Kastamonu M.S. 922 tarihinden itibaren Bizans İmparatorluğunun bir eyaleti olmuştur. Bozkurt, uzun süre Bizanslılar ve Rumların idaresinde yaşamıştır. 1204-1212 tarihleri arasında Trabzon Rum İmparatorluğu'nun kurucu sülalesi Kommennos’ların hâkimiyeti altında kalmıştır. Bu gün bile ilçedeki bir kısım köy isimlerinin Rumca olarak söylenmesi bu hakikati gözler önüne sermektedir.
İlçe merkezi içindeki çarşının büyük bir kısmının, eskiden Rum mezarlığı olduğu söylenmektedir. Ezine çayının taşması ve Bahçe deresinden gelen sellerle bu mezarların üzeri 4-5 metre kalınlığında mil tabakası ile örtülmüştür.

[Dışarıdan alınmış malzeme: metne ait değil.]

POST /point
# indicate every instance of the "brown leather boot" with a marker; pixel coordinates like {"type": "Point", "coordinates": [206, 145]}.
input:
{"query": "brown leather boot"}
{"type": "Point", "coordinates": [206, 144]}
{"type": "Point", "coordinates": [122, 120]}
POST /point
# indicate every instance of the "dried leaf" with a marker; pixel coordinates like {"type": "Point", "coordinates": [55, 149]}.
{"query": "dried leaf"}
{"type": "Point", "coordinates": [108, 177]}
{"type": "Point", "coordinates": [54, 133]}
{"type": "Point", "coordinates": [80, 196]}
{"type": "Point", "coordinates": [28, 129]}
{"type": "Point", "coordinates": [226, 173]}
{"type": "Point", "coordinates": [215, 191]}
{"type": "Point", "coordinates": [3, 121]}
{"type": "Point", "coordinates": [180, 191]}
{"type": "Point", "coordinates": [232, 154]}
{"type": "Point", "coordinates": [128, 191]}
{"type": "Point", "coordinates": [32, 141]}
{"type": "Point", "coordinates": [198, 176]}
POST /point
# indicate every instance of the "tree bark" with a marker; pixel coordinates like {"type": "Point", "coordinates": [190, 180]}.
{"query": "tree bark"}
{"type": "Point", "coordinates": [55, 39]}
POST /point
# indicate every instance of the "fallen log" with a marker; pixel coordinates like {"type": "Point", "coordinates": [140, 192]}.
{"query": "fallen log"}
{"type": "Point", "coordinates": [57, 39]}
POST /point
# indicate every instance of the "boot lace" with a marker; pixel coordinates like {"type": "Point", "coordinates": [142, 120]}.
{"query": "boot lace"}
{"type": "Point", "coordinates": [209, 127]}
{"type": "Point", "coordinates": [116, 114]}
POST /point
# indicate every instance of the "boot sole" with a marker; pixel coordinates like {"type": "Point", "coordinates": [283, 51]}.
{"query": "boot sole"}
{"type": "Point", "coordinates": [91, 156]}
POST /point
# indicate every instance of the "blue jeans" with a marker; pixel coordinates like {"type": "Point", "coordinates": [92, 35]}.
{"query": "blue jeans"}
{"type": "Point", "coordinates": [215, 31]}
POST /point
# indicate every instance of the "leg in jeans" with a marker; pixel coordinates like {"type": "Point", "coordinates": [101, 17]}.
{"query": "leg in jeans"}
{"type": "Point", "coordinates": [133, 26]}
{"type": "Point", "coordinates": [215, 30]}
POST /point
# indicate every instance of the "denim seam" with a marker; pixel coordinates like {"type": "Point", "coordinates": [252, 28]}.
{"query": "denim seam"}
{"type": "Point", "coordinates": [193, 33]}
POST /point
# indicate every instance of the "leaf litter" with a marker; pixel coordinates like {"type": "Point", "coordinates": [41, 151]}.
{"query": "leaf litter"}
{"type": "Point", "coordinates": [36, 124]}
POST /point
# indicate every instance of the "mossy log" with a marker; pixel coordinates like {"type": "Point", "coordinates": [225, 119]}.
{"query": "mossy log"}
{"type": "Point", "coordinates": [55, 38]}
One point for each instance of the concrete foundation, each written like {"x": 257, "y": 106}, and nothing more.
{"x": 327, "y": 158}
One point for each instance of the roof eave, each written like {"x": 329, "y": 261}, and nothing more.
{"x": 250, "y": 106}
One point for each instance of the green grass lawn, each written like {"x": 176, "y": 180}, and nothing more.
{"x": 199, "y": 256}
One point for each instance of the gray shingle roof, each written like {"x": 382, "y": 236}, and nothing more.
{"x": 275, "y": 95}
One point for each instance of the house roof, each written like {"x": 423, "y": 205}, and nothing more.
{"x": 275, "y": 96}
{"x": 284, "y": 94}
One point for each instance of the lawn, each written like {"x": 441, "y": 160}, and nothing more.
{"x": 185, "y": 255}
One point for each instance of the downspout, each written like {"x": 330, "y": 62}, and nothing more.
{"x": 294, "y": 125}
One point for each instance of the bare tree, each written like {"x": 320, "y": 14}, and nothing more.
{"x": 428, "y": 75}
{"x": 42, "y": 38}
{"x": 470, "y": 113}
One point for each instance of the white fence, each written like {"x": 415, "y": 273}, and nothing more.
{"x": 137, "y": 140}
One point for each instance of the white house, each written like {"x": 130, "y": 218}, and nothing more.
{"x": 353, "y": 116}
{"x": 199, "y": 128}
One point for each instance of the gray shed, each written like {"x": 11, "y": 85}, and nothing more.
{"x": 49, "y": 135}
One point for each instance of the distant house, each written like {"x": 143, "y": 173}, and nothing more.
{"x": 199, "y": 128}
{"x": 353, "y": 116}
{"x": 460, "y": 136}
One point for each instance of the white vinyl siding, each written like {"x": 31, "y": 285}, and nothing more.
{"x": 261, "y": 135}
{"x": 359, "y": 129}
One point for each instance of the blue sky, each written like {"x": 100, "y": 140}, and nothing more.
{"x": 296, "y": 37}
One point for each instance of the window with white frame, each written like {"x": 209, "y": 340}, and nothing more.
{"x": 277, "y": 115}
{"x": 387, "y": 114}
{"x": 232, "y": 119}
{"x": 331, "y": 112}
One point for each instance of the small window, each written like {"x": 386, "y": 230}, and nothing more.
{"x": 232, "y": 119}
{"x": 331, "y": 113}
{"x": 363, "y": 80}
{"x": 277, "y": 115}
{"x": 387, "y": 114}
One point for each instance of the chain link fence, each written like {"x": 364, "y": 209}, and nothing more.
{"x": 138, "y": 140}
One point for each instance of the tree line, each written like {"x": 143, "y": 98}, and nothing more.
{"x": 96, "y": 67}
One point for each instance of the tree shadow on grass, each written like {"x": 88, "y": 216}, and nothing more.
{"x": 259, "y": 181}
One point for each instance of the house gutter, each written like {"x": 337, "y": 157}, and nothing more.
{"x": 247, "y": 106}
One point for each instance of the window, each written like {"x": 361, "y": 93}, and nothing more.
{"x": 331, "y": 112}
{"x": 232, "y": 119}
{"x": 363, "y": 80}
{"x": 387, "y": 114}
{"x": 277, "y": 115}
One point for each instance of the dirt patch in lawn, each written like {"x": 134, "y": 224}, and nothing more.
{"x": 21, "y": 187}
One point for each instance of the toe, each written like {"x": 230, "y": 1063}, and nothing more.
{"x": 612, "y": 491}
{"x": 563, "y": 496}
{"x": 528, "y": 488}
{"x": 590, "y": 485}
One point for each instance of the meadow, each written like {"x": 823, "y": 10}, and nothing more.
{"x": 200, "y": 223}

Yeni yapılan binaların temellerinde bu mezar kalıntıları bazen çıkmaktadır.
Söylentilere göre, ilçede senede bir, bir ay süreli panayır kurulur, bu panayıra çevre yerlerden Konya ve hatta Mısır’dan bile tüccarlar gelirmiş. Mısırlı bir tüccar olan pamukçu Mustafa Efendi, Mısırlı bir hayırsever kadının hayratı olarak bu günkü Merkez Camii'nin bulunduğu yere ilk camii yaptırmıştır. Bu camiin şartlar gereği ve emsalleri gibi ahşap olarak inşa edildiği, bir yangın sonucu yerine merkez camiin altında mihrap, ayakkabılıklar, son cemaat yeri ve küçük mihraplarıyla işlemeleri duran 465 yıllık olduğu tahmin edilen kalıntıları mevcut başka bir cami yapılmıştır. Bu camii 1908 yılında, Bahçe deresinin taşkınları sonucu alçakta kalan cami duvarları yükseltilerek ve büyültülerek yapılmıştır.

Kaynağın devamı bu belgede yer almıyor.